SUMMARY:
On Wednesday 8 October 2014, some Google Cloud Storage users experienced increased error rates for 70 minutes. If you were affected by this issue we apologize. Our goal is to provide you with a high level of reliability and availability, which we failed to meet in this situation. We are taking immediate steps to improve Google Cloud Storage’s reliability and availability.
DETAILED DESCRIPTION OF IMPACT:
On Wednesday 8 October 2014 from 14:15 to 15:30 PDT, 3% of requests to the Google Cloud Storage XML API and 2.9% of requests to the JSON API received an HTTP 500 or 503 response.
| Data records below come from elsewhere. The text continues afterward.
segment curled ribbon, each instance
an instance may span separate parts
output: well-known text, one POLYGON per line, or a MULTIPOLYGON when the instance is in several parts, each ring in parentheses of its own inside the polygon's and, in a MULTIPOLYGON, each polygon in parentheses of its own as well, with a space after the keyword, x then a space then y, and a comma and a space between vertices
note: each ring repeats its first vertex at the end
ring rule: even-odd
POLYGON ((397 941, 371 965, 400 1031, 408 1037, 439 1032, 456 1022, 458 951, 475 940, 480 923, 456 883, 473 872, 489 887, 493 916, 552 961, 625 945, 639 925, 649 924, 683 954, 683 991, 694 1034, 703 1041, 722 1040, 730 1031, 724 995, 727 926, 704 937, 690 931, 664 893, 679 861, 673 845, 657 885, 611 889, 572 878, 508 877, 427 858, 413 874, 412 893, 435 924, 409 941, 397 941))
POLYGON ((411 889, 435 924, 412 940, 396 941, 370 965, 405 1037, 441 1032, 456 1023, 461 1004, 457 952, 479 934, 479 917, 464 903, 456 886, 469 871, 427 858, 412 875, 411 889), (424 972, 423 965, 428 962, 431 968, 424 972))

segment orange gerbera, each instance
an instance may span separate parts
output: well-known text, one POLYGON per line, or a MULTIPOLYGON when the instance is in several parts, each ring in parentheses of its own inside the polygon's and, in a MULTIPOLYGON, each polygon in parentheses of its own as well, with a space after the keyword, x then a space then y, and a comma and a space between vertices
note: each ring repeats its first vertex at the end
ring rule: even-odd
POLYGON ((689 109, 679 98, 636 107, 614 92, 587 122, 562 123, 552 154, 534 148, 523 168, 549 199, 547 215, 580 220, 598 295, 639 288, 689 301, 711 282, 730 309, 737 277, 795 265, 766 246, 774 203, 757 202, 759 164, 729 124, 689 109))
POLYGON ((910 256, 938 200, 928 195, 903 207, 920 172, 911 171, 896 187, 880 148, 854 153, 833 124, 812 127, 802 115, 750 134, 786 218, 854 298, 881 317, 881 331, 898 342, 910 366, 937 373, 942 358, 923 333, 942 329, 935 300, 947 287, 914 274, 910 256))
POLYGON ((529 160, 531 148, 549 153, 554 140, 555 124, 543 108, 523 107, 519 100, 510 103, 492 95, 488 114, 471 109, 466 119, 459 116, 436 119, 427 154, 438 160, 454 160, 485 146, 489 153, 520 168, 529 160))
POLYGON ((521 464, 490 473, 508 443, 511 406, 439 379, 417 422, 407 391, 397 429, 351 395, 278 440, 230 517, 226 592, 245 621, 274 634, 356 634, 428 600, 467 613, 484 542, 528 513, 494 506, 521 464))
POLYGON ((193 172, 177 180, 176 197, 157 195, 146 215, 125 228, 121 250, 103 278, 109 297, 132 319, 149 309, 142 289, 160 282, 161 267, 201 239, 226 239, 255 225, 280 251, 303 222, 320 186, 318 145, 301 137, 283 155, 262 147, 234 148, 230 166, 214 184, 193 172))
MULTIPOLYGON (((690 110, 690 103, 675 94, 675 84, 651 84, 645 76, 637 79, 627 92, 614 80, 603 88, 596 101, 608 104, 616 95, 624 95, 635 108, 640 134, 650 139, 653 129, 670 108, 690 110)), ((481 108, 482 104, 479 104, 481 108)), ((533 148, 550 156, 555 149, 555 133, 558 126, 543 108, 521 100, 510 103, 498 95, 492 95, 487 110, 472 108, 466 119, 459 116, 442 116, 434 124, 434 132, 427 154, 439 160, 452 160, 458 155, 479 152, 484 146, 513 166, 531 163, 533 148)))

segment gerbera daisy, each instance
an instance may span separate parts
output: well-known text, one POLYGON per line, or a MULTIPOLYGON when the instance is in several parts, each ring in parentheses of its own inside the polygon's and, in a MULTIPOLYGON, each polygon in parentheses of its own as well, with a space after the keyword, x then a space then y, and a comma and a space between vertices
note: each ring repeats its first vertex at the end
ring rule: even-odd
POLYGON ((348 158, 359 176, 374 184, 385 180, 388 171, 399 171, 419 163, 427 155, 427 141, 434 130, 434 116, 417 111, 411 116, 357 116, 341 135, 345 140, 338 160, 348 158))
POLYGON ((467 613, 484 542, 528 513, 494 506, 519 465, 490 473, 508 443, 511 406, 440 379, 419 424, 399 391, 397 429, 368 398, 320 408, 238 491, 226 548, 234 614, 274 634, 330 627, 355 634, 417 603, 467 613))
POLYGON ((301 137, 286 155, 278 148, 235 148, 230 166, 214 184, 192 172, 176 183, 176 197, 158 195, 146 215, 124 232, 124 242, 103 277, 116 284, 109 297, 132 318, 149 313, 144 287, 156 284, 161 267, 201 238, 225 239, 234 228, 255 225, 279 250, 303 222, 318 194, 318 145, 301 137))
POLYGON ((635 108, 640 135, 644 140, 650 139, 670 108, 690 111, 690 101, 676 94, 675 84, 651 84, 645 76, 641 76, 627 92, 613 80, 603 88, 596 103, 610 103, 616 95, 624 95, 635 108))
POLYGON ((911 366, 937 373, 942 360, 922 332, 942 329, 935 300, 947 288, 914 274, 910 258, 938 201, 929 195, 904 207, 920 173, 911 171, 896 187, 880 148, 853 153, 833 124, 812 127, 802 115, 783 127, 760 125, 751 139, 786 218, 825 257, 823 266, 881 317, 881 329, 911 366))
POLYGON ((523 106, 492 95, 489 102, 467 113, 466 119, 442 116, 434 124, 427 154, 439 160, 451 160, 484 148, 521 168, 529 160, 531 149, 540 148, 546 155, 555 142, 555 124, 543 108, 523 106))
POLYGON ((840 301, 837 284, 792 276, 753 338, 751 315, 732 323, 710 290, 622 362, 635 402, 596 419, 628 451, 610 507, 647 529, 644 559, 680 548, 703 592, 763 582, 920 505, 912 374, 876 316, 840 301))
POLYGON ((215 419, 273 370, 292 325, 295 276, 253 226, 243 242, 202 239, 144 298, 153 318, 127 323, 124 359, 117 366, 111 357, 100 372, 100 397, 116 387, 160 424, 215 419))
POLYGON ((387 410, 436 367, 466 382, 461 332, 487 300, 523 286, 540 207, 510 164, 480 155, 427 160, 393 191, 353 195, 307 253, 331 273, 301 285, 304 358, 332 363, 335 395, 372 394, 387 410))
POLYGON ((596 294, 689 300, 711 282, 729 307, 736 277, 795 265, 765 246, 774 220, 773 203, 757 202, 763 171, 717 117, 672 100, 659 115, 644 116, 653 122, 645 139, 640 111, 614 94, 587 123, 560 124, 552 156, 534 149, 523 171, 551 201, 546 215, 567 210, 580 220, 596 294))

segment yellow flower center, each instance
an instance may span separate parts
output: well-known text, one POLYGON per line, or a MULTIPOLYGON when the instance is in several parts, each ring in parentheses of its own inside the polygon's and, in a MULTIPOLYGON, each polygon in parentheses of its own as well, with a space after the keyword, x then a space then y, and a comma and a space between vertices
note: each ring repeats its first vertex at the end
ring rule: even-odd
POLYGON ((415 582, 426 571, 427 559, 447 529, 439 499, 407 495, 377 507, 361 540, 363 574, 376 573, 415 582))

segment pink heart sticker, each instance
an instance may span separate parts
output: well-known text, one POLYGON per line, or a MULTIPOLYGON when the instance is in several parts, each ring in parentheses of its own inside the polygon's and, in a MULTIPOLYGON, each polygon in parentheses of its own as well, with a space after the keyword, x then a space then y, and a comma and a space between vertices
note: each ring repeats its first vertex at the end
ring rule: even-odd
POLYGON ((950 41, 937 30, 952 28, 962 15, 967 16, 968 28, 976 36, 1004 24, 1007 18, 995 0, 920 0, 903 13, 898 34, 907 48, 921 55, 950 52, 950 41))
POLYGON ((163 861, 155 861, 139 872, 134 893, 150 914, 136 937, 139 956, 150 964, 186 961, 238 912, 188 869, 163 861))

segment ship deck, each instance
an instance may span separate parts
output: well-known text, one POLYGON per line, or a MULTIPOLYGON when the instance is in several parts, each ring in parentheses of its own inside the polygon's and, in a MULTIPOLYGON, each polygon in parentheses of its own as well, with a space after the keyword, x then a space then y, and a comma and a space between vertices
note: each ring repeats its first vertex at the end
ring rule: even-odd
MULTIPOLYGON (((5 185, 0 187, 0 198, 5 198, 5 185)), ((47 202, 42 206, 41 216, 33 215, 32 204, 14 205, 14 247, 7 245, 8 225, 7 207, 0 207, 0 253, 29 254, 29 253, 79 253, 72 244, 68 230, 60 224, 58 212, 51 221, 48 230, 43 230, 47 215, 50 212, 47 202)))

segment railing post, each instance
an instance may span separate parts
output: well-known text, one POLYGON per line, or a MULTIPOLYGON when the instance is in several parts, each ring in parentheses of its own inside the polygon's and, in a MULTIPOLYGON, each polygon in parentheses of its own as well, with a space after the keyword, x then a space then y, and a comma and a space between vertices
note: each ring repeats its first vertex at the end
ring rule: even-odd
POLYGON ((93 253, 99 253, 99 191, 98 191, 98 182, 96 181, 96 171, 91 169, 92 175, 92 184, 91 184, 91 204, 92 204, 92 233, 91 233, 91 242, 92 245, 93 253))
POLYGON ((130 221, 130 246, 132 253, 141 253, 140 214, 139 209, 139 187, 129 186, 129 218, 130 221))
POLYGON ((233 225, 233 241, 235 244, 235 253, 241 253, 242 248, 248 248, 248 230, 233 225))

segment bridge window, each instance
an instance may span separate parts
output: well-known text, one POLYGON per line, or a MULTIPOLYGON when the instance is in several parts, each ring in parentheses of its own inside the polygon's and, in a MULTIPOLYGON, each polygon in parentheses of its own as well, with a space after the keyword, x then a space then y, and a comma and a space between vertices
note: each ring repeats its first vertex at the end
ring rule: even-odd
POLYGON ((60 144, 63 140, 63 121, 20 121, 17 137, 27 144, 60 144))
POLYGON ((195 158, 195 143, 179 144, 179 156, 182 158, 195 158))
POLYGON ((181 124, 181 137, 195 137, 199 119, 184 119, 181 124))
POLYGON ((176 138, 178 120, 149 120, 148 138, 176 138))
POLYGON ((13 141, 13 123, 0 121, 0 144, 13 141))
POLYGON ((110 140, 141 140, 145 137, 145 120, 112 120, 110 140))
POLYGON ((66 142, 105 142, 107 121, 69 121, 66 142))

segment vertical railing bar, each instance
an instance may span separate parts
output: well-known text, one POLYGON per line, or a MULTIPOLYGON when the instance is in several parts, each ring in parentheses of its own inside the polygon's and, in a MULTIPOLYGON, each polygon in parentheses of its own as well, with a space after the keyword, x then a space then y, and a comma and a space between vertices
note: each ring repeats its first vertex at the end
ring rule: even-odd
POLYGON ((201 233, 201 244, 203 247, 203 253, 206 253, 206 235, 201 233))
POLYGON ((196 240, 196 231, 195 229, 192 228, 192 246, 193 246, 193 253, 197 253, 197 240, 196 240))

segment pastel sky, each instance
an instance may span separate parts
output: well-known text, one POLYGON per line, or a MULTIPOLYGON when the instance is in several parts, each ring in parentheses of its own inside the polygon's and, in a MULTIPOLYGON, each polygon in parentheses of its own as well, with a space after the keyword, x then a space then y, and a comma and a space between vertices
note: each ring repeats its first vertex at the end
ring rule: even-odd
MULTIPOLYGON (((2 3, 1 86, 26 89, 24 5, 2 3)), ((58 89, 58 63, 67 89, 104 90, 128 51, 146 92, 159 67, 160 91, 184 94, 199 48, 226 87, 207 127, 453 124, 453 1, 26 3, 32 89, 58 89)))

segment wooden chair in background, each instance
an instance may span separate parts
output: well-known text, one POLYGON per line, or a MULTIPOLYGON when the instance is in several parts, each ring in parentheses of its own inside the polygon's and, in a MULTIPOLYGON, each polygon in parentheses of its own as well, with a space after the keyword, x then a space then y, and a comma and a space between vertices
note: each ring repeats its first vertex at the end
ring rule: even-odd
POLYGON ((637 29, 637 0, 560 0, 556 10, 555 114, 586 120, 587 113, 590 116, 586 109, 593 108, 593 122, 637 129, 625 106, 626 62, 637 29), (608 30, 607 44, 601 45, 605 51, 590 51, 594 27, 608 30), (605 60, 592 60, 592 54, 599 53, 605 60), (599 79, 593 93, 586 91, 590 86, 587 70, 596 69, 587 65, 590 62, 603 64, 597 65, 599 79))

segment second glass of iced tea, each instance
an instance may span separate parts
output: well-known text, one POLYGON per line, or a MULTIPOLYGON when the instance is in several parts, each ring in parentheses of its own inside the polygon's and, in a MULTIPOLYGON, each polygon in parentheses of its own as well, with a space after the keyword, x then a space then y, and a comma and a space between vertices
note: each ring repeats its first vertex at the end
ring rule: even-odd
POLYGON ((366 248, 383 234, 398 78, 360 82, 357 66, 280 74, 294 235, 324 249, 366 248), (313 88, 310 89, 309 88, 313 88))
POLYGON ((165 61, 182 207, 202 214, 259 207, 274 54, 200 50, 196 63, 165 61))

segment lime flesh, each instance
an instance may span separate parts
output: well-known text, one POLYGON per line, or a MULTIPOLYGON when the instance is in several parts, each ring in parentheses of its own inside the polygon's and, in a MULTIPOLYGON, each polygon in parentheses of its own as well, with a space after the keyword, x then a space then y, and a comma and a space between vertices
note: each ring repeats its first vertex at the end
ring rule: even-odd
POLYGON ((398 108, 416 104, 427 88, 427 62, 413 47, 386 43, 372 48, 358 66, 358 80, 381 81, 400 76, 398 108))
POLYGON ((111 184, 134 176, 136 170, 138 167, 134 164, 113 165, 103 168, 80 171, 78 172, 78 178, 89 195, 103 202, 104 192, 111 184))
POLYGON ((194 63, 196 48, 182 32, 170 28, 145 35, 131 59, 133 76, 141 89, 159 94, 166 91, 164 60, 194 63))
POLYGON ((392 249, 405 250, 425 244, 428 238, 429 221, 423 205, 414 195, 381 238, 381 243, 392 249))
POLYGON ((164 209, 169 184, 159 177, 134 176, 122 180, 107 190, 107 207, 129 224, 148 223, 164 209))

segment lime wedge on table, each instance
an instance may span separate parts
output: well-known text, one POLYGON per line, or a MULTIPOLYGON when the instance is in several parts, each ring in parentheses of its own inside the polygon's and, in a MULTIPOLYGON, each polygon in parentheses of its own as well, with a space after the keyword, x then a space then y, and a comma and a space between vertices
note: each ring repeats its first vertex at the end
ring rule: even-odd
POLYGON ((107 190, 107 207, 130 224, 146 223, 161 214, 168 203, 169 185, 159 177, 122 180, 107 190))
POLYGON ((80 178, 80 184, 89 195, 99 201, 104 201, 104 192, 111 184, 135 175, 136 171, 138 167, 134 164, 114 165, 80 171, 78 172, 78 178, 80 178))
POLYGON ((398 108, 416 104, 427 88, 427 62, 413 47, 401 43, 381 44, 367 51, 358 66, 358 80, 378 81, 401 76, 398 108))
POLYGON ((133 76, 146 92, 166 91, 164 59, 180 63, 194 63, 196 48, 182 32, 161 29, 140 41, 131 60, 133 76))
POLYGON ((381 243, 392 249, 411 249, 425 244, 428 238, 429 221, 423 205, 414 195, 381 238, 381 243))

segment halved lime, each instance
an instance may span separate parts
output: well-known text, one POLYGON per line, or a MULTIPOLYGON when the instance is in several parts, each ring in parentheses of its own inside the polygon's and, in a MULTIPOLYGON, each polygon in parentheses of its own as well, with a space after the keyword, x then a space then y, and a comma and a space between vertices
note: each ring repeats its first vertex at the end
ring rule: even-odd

No increase in latency was observed during the incident.
ROOT CAUSE:
On Wednesday 8 October 2014, two independent fiber cuts resulted in the loss of a terabit of network capacity between Google datacenters. The impact of this loss of capacity was increased due to coincident maintenance on a third fiber link. This resulted in packet loss on the remaining links due to saturation.
REMEDIATION AND PREVENTION:
The loss of network capacity and impacted network links were identified at 14:30 PDT by Google engineers who notified the fiber provider. Google engineers then took action to route traffic away from the affected links to reduce congestion and quickly bring the link in maintenance back into service. Error rates for Google Cloud Storage returned to baseline levels at 15:30 PDT. The fiber repairs were finished on 9 October 2014 at 09:34.